Alle wieder gemeinsam im Finale: Deutschland, Österreich und Schweiz, die deutschsprachigen Nachbarn, sind am Sonnabend in der großen ESC-Show in Kopenhagen vertreten. Wir dürfen also gespannt sein, ob sich die drei Länder an der allseits geächteten Punkteschacherei beteiligen werden.

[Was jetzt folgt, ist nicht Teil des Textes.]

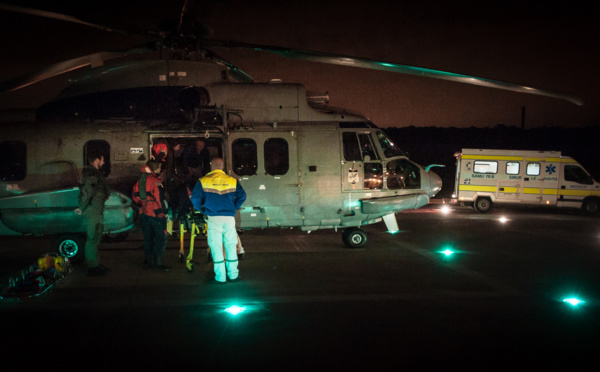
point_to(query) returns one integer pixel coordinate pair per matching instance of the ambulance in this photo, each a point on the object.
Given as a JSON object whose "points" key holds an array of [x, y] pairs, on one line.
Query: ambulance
{"points": [[513, 177]]}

Am auffälligsten dabei ist natürlich Conchita Wurst aus Österreich. Der Travestiekünstler Tom Neuwirth tritt in Frauenkleidern, aber mit Bart auf. Was diese aber dieser seltsame Name bedeiten soll, wieso nennt man sich denn Wurst? Weil es “wurst” ist, ob da ein Mann oder eine Frau auf der Bühne steht?
Er selbst begründet das jedenfalls so.

Im 2. Halbfinale, das am Donnerstag bei phoenix und einsplus lief, traten gerade mal noch 15 Songs an, von denen zehn weiterkamen. Da musste die zweistündige Show schon mächtig gestreckt und mit einem dritten Schnelldurchlauf (schon nach dem Votingschluss) aufgefüllt werden. Sollten 2015 noch weniger Lönder am ESC teilnehmen, wird wohl bald ein zweites Halbfinale überflüssig.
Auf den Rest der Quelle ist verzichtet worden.